江槐琭闻言立即收歛杀气,情缓和道:「抱歉。」他紧张的看向岑凛,岑凛嘴上这么讲,但好在少年的眼中似乎并没有害怕、恐惧,反而一脸关心的看着他,他回以微笑说:「但凡我活着的一天,都不会再让你被任何人抓走,谁也不能再伤了你。」

岑凛微笑頷首,他知道江槐琭言出必行,更重要的是对方有的一片真心。几世以来,这个人总是如此,而他也想尽自己所能去珍惜对方。他双手搭到江槐琭肩上说:「你真好,我也想和你一样,想保护你,对你好。不过看来我得先顾好自己了。其实我不害怕受伤,我只怕不能和你在一起,怕你离我远去。我大概很难像楚孚叶那么瀟洒吧。先前觉得自己可以,现在又好像不是这么一回事,我根本没想过要离开你的。」

「那就好。」江槐琭扬起笑痕说:「我们一起害怕,一起烦恼,一起解决麻烦,这样也很好。」

「是啊。」岑凛认同他讲的,愉快轻笑着,忘了腿上的伤痛。

「上好药了,不过还要再晾一会儿。
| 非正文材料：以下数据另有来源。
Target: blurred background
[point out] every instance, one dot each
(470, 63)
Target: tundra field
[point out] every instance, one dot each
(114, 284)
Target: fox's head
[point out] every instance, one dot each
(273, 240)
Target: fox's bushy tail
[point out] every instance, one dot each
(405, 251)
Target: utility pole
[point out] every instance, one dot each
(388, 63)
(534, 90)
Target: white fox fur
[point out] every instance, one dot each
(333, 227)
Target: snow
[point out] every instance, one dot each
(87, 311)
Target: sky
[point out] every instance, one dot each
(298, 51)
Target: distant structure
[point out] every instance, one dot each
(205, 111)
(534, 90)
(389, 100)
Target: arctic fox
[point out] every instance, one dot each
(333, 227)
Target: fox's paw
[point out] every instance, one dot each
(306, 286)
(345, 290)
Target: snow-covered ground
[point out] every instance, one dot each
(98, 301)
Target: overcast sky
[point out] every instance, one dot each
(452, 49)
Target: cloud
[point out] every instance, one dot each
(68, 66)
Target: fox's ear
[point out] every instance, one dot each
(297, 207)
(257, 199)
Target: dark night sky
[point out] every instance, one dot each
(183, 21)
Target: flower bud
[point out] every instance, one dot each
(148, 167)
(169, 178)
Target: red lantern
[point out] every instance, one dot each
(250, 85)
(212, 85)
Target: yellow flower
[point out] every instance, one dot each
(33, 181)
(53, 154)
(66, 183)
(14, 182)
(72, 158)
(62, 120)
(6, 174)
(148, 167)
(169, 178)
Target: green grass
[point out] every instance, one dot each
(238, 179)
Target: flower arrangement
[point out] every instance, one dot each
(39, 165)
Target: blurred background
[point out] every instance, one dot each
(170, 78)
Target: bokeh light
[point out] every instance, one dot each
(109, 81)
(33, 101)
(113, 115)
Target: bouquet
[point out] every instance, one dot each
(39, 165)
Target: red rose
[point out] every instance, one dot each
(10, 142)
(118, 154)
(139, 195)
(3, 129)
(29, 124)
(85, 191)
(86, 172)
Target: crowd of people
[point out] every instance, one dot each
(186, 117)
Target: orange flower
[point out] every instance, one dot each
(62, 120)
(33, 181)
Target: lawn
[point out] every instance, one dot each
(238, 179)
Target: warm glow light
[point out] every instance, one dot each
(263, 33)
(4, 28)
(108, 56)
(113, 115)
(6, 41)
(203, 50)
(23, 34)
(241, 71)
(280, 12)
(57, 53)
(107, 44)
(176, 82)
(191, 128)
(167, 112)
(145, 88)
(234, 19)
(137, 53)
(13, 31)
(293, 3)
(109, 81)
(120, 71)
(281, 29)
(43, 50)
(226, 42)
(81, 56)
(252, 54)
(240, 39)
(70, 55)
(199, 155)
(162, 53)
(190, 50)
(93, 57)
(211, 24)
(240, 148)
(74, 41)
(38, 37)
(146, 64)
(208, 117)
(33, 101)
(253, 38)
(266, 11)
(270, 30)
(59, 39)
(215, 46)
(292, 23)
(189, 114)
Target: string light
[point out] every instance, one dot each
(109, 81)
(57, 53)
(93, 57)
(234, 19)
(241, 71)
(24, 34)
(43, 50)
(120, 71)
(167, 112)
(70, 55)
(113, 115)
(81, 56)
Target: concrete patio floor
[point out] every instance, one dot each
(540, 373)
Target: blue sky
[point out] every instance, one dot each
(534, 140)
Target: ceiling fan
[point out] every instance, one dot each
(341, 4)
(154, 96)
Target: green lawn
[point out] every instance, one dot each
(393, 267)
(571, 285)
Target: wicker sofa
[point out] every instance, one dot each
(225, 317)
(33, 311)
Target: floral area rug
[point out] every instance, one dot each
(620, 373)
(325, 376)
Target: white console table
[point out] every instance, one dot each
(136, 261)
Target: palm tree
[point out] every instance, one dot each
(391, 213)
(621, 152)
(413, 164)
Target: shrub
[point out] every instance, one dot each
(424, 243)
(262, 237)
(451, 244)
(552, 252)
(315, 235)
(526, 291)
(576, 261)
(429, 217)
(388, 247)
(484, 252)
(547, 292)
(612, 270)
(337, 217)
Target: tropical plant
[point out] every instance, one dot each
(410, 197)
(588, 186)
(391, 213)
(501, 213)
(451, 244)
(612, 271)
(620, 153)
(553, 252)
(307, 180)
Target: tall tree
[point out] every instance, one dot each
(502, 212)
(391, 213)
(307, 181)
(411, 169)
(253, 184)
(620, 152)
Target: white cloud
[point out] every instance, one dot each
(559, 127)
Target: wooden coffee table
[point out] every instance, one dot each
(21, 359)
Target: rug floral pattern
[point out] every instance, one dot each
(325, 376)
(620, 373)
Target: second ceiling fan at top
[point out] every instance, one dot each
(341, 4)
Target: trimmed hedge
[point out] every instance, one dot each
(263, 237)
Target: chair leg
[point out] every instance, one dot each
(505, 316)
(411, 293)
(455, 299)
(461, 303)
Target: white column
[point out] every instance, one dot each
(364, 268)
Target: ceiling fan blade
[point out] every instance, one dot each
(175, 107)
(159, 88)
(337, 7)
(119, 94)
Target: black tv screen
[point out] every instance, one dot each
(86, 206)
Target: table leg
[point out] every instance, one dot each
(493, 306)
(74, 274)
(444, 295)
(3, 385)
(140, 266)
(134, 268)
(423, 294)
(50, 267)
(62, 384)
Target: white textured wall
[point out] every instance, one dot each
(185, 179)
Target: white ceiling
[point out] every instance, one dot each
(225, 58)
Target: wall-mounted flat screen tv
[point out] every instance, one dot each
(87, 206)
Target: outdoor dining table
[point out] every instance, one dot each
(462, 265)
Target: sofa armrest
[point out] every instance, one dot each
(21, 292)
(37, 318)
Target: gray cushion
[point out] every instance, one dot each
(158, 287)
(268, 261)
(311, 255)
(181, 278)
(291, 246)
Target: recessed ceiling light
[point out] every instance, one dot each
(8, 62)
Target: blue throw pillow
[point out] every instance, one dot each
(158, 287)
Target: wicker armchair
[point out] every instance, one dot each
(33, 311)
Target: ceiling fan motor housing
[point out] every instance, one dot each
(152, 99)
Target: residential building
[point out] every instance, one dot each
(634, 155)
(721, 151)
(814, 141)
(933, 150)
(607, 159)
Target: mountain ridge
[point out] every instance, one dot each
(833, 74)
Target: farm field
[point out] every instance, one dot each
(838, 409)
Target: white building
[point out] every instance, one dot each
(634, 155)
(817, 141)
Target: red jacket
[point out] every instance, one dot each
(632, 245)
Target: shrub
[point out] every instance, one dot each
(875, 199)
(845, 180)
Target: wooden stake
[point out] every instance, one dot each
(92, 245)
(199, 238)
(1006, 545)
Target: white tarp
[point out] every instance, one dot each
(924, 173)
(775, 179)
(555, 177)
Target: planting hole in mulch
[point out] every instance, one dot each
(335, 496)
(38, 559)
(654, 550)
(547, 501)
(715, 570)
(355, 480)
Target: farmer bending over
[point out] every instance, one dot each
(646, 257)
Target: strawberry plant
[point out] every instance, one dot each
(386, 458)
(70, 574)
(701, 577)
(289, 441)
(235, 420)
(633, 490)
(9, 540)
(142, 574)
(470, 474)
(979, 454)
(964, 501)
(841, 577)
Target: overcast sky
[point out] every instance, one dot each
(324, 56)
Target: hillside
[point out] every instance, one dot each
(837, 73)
」江槐琭转身去收拾药盒,他忖道:「要不你就这么睡吧,一会儿我帮你盖被子。」

「我忽然又不睏了。」岑凛已经放下发髻,朝男人招手轻唤:「槐琭,你快来陪我。」

「你在撒娇?」江槐琭勾起唇角走过去。

岑凛等人上了床,抽走江槐琭的簪子将其长发放下,再挽住男人的手臂说:「你躺下来。」

「做什么?」江槐琭依言躺下,岑凛两手撑到他脑袋两侧笑睇他,低头往他唇上轻啄。

「亲你啊。」岑凛答道:「躺好,我要你也尝尝方才那碗药的滋味。嘻。」

江槐琭目光温煦的笑望他,一手摸了摸他的头发,嗓音低沉微哑道:「你知道我一直想克制慾念,你这样撩拨,我根本撑不了多久的。何况眼下我俩衣衫不整的,尤其你又……」

岑凛微愣,眨了眨一双黑亮的桃花眼说:「谁要你克制啦?你可以问我啊,我总会答应的。你自己憋着不是自找苦吃?真傻啊。傻得可爱。」他忍不住嘻嘻笑,又往男人颊上啄了啄。

「可你身子虚弱,内伤之外,现在还有外伤,我不该为了一己私慾去勉强你。」

「嗯,也对。」岑凛点点头,想了下后爽快道:「那我用手帮你?我也不想让你老是憋着难受,看你忍得辛苦,我也心疼。」

「这……」

岑凛微瞇眼:「你是觉得手不够?」

「嗯。倒不如继续憋着。」

「憋坏怎么办?你勉为其难接受我的手吧,我手法不好,你也能指点一下。」岑凛说着自己都笑出来,他歪头去嘬吻江槐琭的唇角,轻声诱哄道:「好哥哥试试我的手法啦?」

江槐琭受此撩拨怎可能拒绝,他心里渴求岑凛,早已馋得受不了。

岑凛又往江槐琭的俊脸轻吻几下,看江槐琭并不抗拒,只是深深望着自己,他俏皮笑了下说:「那我帮你摸摸这处啦。你别乱动,我胆子小,会吓着的。」

江槐琭被他这话逗得浅浅一笑,他清楚这少年的心性。其实岑凛胆子很大,不只这一世,前几世亦是如此,大胆而谨慎,从不妄为。所以江槐琭知晓岑凛只会在和他独处时表露出这一面,这么诱惑人的风情,都只属于他一人。一思及此,江槐琭的心中获得莫大的满足,肉体却更加贪求与岑凛亲近了。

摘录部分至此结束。